The incidence of leptomeningeal metastasis of primary central nervous system (CNS) tumors has been reported to range from 7% to 27%, but extra-CNS GCT metastasis is rare (Engelhard et al. 2005). There has been only one report in the last 10 years (Miranda et al. 2005). The etiology of leptomeningeal metastasis has been considered to due to cerebrospinal fluid (CSF) dissemination by direct contact with the tumor or by surgical inoculation (Engelhard et al. 2005). The treatment of leptomeningeal metastasis is difficult. Intrathecal injection of anti-cancer drugs such as methotrexate has been reported, but the effectiveness of this treatment in GCT is not proven (Engelhard et al. 2005). Peereboom examined the brain capillary permeability of anti-cancer agents and reported that etoposide, cisplatin, irinotecan, and bleomycin had intermediate permeability, and that the combination of these drugs might have some effect (Peereboom, 2005). Jahnke et al. reported the efficacy of intraarterial chemotherapy in conjunction with transient osmotic blood brain barrier disruption for primary CNS germ cell tumors (Jahnke et al. 2007). However, long-term survivors without progression had been observed only in patients with pure germinoma. Recently, the efficacy of new anti-cancer agents, such as paclitaxel, gemcitabin, oxaliplatin, and irinotecan, as well as the combination of these drugs, has been reported for cisplatin refractory disease, and their use is expected to improve the prognosis (Kollmannsberger et al. 2006). Various combinations have been used, including irinotecan with nedaplatin (or cisplatin), TIN, or TIP (paclitaxel, ifosfamide, and cisplatin) (Miki et al. 2002; Nonomura et al. 2007).

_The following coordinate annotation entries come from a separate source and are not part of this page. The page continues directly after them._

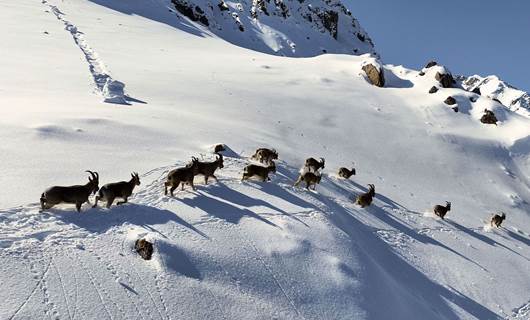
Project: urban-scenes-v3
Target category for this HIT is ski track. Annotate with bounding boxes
[0,160,530,320]
[87,244,152,319]
[8,260,51,320]
[41,0,127,104]
[509,301,530,320]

In the present case, these regimens were applied as salvage chemotherapy, and nedaplatin was selected instead of cisplatin, that had been used in previous therapies. Although the tumor initially responded well, recurrence occurred within a short period of time, and it became difficult to continue chemotherapy because of adverse effects and impairment of the patient’s performance status. Brain surgery was initially done due to rapid tumor growth and the risk of brain hemorrhage. The role of adjuvant WBRT after surgery remains to be clarified. In general, conventional fractionation (viz. 2 Gy/fractions to ≥40 Gy) is usually recommended for brain metastasis in order to decrease late neurotoxicity (Soffietti et al. 2006). Despite the use of postoperative adjuvant therapy, intrathecal metastases developed. Craniospinal radiotherapy should be identified as another treatment option for meningeal metastases. However, it might be difficult to deliver in the context of myelo-suppression from heavy pre-treatment with chemotherapy in the present case. If another chemotherapy regimen including new anti-cancer drugs had been used as second-line therapy, or if a greater number of chemotherapy courses had been given after the brain surgery, the result might have been different.

Further clinical studies and the establishment of a management strategy for CNS metastasis in GCT patients are required.